In May, United Nations High Commissioner for Refugees Filippo Grandi implored the United States “to swiftly lift the public health-related asylum restrictions that remain in effect at the border and to restore access to asylum for the people whose lives depend on it, in line with international legal and human rights obligations.”
Challenges over Title 42 expulsions of asylum-seekers have also come from within the United States. The American Civil Liberties Union and other immigrants’ rights advocates filed one of the lawsuits that seeks an immediate end to the policy. In September, a federal district court held that Title 42 expulsions are likely unlawful, but the Biden administration has appealed the ruling.
Also in September, ABA President Reginald Turner urged the federal government “to uphold the rule of law in the treatment of Haitian and other migrants, while it works to protect the health and security of our southern border.”
Data could help eradicate bias, discrimination and xenophobia
Resolution 610 calls on the Department of Homeland Security, Department of Justice and Department of Health and Human Services to eliminate “actual and perceived racial bias, discrimination and xenophobia in the enforcement of the Immigration and Nationality Act.”
To accomplish this goal, it encourages the agencies to use data collection, analysis and other measures to prevent racial bias and ethnic profiling in their decision-making; incorporate anti-racism policies in hiring and other personnel matters; and create standards to ensure they thoroughly review and respond to reports of discrimination.
McKanders also spoke in favor of this resolution, pointing out that the ABA has long condemned the racism that has permeated laws in the United States.

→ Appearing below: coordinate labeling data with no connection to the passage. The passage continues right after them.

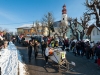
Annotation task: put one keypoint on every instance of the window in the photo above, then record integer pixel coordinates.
(97, 32)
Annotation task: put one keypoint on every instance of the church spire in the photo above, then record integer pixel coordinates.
(64, 11)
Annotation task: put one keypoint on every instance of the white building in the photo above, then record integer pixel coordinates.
(94, 33)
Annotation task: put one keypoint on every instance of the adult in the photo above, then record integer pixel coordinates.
(30, 50)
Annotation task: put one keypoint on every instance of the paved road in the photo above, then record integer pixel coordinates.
(38, 67)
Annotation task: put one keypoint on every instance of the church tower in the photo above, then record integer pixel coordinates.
(64, 16)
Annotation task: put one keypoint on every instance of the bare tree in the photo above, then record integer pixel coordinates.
(93, 6)
(73, 24)
(49, 20)
(84, 23)
(63, 29)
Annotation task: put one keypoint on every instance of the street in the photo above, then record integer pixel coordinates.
(38, 67)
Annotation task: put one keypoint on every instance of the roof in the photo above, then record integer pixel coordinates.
(90, 29)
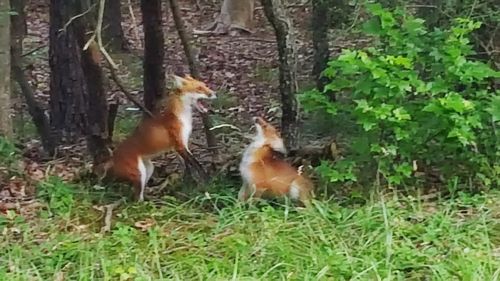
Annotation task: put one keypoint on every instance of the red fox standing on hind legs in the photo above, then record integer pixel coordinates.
(168, 129)
(265, 174)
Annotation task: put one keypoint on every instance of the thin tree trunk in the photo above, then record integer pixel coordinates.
(40, 120)
(154, 71)
(277, 15)
(35, 109)
(68, 91)
(194, 69)
(234, 15)
(320, 22)
(98, 137)
(5, 100)
(113, 31)
(18, 28)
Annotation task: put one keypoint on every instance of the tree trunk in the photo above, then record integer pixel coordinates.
(319, 23)
(277, 15)
(18, 28)
(5, 109)
(234, 15)
(113, 35)
(35, 109)
(77, 95)
(193, 67)
(154, 71)
(68, 91)
(98, 136)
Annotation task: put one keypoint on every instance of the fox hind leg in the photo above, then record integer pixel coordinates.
(150, 168)
(143, 176)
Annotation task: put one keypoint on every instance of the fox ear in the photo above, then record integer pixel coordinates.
(178, 81)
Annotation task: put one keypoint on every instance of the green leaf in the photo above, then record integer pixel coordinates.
(494, 108)
(372, 26)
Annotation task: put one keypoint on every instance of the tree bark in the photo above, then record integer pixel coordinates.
(277, 15)
(114, 38)
(97, 133)
(154, 71)
(319, 23)
(35, 109)
(234, 15)
(78, 97)
(68, 92)
(5, 101)
(18, 28)
(194, 69)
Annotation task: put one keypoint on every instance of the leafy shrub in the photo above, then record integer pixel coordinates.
(418, 99)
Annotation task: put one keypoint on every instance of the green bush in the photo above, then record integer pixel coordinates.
(418, 100)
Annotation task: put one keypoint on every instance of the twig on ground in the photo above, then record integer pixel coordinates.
(109, 213)
(34, 50)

“Strategies to overcome the history of racism within immigration enforcement must be systemic, race-explicit and outcome-oriented if they are to succeed,” she said. “An effective strategy to change the immigration system must balance between eradicating the systemic effects of racism while also exposing the foundations and root causes.”

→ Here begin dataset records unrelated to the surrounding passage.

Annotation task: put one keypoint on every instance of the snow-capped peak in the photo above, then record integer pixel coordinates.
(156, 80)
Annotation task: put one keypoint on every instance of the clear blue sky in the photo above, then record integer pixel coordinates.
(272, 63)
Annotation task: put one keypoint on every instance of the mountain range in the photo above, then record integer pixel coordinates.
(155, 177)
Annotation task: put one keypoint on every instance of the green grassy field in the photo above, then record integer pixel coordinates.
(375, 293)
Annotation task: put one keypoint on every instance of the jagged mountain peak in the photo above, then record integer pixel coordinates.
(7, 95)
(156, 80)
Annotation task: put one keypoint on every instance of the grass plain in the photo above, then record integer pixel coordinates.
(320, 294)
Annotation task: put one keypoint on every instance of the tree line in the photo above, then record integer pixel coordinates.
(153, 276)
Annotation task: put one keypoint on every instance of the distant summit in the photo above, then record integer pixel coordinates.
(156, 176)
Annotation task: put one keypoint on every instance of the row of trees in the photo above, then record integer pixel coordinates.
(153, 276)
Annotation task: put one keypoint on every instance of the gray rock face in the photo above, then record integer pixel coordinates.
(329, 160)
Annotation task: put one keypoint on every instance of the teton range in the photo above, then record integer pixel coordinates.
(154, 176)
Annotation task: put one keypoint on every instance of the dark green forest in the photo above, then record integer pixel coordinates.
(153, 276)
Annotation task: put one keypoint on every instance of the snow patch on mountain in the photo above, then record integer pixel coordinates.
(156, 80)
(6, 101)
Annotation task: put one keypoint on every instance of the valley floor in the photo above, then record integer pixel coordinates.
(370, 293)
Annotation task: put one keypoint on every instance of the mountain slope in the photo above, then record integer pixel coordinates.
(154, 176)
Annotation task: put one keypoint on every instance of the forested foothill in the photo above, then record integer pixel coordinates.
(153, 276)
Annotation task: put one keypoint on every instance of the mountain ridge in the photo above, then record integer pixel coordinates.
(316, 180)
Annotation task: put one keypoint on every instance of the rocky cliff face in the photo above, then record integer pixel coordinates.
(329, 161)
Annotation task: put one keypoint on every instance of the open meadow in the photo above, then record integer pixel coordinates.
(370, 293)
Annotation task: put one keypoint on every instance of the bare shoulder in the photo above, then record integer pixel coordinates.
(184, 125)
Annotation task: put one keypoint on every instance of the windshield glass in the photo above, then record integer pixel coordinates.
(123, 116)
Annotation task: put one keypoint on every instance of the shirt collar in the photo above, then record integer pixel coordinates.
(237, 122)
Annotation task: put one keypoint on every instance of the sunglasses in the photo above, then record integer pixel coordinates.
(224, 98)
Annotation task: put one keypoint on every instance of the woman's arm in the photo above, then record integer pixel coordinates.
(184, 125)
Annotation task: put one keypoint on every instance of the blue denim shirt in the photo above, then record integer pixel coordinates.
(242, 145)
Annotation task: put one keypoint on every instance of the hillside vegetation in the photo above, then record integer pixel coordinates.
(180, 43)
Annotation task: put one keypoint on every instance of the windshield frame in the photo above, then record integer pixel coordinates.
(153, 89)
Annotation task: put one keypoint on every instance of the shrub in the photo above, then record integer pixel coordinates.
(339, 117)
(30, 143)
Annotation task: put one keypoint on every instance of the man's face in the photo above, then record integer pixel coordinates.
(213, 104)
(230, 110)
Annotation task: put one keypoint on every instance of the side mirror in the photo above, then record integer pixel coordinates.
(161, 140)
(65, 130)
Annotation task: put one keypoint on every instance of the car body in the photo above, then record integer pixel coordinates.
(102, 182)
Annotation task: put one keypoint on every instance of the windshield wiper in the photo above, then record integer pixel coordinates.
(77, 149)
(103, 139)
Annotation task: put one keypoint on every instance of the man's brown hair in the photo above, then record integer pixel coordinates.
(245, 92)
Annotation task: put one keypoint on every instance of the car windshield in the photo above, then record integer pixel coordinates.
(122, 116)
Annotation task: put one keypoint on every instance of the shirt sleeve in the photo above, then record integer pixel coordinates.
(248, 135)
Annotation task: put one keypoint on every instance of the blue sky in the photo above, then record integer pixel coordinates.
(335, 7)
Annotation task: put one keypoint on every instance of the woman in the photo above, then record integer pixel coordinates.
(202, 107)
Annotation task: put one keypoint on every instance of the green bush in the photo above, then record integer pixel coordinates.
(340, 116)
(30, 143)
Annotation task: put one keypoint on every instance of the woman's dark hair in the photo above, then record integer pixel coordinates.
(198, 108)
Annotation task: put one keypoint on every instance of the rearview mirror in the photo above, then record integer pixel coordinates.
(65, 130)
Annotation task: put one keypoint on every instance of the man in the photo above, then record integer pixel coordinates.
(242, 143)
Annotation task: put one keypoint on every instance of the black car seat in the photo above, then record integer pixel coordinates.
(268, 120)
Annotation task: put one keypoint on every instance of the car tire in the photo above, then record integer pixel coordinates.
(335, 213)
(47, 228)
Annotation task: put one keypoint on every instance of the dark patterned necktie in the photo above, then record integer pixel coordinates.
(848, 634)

Follow along with the ABA Journal’s coverage of the 2022 ABA Midyear Meeting here.
The report accompanying the resolution cites several examples that demonstrate how immigrants from Latin America and Africa have been harmed by the intersection of racial bias and immigration enforcement.
The New York University School of Law Immigrant Rights Clinic and Black Alliance for Just Immigration show in their joint 2016 report that Black immigrants made up 10.6% of all immigrants in removal proceedings between 2003 and 2015, even though they only comprised 5.4% of the unauthorized population and 7.2% of the noncitizen population in the United States during that period.
The NAACP Legal Defense and Educational Fund filed a federal lawsuit in 2018 alleging that DHS’ decision to rescind the Temporary Protective Status designation for Haitian immigrants discriminates against immigrants of color.
And in October, several civil rights organizations filed a Freedom of Information Act lawsuit over the U.S. government’s deportation of asylum-seekers to Cameroon, where a civil war has displaced nearly 700,000 people.
Resolution 610 further urges the creation of an interagency Immigration Racial Task Force with representatives from DHS, DOJ and HHS that can study the prevalence of racial disparities in all stages of immigration enforcement; issue regular public progress reports and make recommendations about how to end systemic racial discrimination.
It also asks congressional committees that oversee immigration agencies to focus on racial and ethnic bias, discrimination and disparate outcomes and demand the elimination of racial and ethnic bias in the enforcement of immigration laws and policies.
The Commission on Immigration and Section of Civil Rights and Social Justice sponsored both of these resolutions.